A healthy dose of scepticism is badly needed
The growing nostalgia among some Thais for the "golden age" hasn't gone unnoticed by the foreign media.
Last week, the Weekend Journal of the Wall Street Journal wrote about the "dreams of simpler times" that have "spurred the popularity of all things vintage".
While the article, written by Newley Purnell, primarily dwells on material objects of nostalgia roughly from the 1930s to the 1970s, nostalgia for an imagined golden age of Thai politics may also exist.
I have at times heard people say how much they would love to have Thai politics return to the era of strongman Field Marshal Sarit Thanarat in the 1960s. They say things were "orderly", predictable and the "rule of law" was "swiftly" maintained.
Perhaps what they meant was the "rule by law" and not the rule of law. During Sarit's time, anyone accused of being an arsonist would be summarily executed by shooting.
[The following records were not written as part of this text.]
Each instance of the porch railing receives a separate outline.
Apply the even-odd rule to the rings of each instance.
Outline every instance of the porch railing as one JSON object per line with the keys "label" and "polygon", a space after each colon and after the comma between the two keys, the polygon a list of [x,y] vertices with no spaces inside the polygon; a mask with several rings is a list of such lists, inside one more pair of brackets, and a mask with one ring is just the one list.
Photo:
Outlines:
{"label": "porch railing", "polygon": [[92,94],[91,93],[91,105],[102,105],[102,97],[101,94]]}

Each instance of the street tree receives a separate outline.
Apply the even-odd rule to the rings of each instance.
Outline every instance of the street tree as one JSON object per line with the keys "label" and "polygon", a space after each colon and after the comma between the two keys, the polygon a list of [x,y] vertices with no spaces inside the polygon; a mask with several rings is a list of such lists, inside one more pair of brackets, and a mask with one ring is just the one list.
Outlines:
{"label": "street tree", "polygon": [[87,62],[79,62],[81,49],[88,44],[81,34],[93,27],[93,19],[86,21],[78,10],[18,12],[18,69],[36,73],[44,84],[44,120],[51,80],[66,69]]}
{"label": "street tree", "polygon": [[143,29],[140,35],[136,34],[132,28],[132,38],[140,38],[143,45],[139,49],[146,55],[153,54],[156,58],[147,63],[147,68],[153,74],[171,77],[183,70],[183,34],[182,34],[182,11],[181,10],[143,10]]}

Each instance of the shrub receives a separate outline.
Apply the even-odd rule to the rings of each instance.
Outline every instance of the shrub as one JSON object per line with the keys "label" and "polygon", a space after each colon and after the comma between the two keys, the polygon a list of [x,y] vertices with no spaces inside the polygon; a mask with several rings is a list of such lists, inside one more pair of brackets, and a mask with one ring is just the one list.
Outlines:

Perhaps the distance of years allows us to selectively pick and choose periods from the past and idealise them. The present, however, is too "real", too stark, complicated and unsettling. The present is more like a painting or a meal that is always in progress but never finished. With an imagined past, people can neatly edit it, frame it, and indulge in nostalgia. You can like Sarit because Sarit is no more - you won't be executed if found standing near a building that has just caught fire and are suspected of having lit the blaze.
Many do dwell in that supposed golden era of the 1960s and 70s, but they should also remember how Thailand allowed the United States to use the Kingdom as a springboard to kill and maim millions in Vietnam and Laos.
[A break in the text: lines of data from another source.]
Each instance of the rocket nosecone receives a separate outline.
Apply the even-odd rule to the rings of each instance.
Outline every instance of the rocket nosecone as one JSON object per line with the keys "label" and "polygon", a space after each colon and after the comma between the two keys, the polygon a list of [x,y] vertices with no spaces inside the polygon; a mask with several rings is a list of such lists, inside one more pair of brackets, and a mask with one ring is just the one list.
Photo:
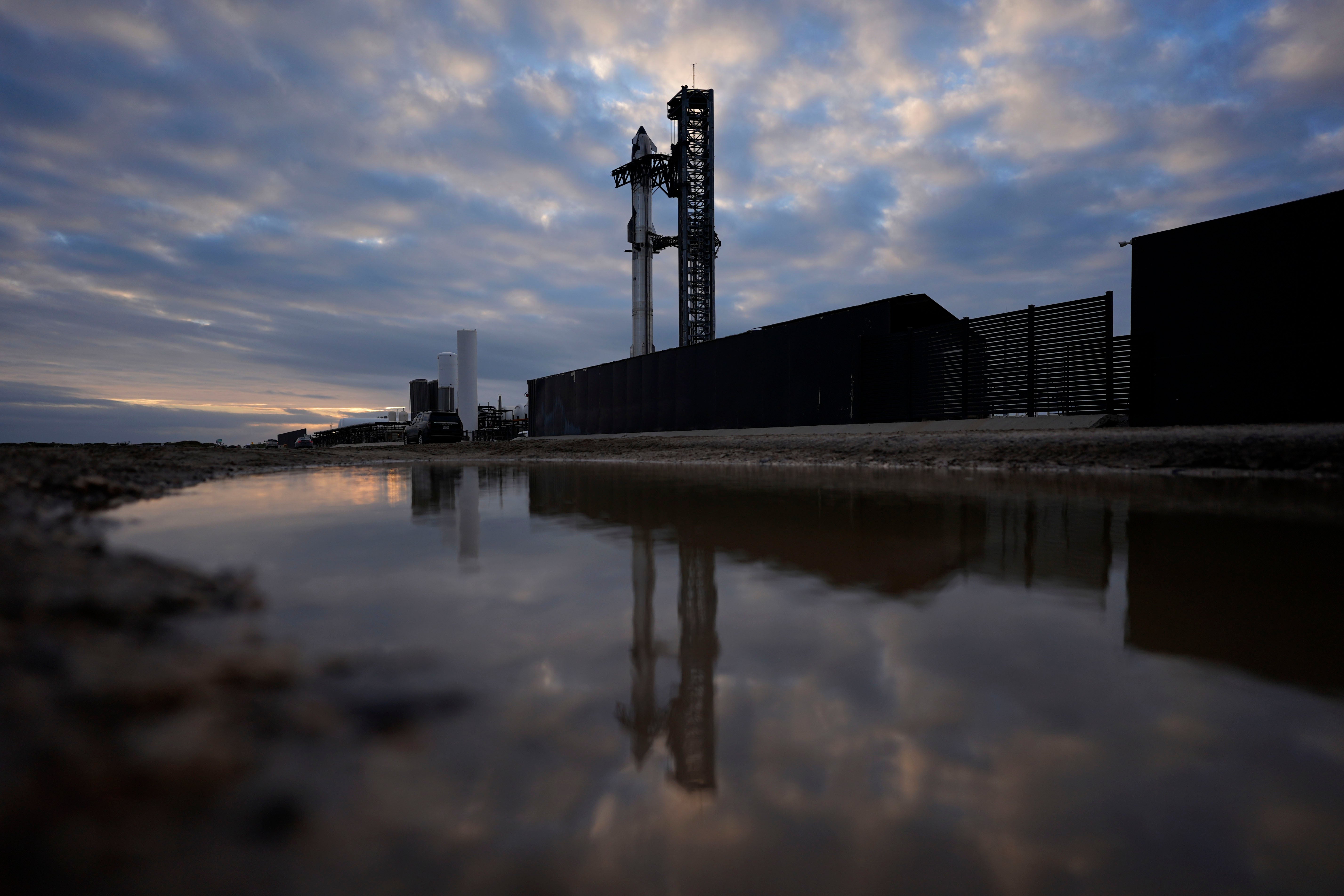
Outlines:
{"label": "rocket nosecone", "polygon": [[649,133],[642,126],[634,132],[634,138],[630,141],[630,159],[652,156],[657,150],[659,148],[653,145],[653,138],[649,137]]}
Other more recent imagined "glorious years" include those of Thaksin Shinawatra, with the good economy sans extra-judicial killings, nepotism, the Tak Bai and Krue Se incidents, threats against the mainstream mass media who disagreed with his policies and the forced disappearance of human rights lawyer Somchai Neelapaijit. That half-a-decade era, which ended with the coup in 2006, is selectively remembered by both Thaksin supporters, as well as his opponents.
That we can always select and edit the past makes the past so attractive. It's much easier to remember the past selectively. But knowing that the past always plays tricks on one's perception due to our limited ability or willingness to grasp its totality, one should learn about its constraints in terms of helping to deal with the present.
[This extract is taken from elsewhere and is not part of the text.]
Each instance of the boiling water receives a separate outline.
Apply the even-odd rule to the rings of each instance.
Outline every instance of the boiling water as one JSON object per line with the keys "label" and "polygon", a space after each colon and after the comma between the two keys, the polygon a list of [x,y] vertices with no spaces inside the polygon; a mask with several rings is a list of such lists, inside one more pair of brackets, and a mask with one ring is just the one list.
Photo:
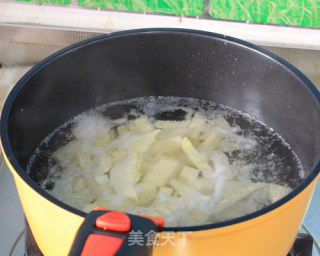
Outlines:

We can learn from selective memory of the past and use it to remind us not to treat the present in the same fashion. It offers us an instructive caveat not to idealise things or people too readily. The trend towards idealising either red shirts, yellow shirts, or supporters of the Democrat Party, and being "absolutely righteous", as opposed to their opponents, is easily noticed. One has to only look at their respective media and see how they seek to present themselves.
A healthy dose of scepticism is what Thailand needs. Our society is also already filled with excessive idealising and idolisation of some public figures, so we definitely do not need more of the same one-sidedness.
People will have to learn to live with contradiction, irony and complexity, and abandon the self-created idealising of things and human beings that only leaves them detached from the multiple facets of reality. It's good and noble to try to live up to our ideals. But we ought not to lose touch with the complexities and ironic realities of life and society.
The last thing we need is a society dwelling in a nostalgic past that didn't ever truly exist or living with a one-sided view of the present that doesn't correlate with the complex realities of today.
For some, I'm afraid, they may prefer to continue to believe in an idealised past, or idealised people - as it's the only way for them to comfort themselves amid the cruelty of life.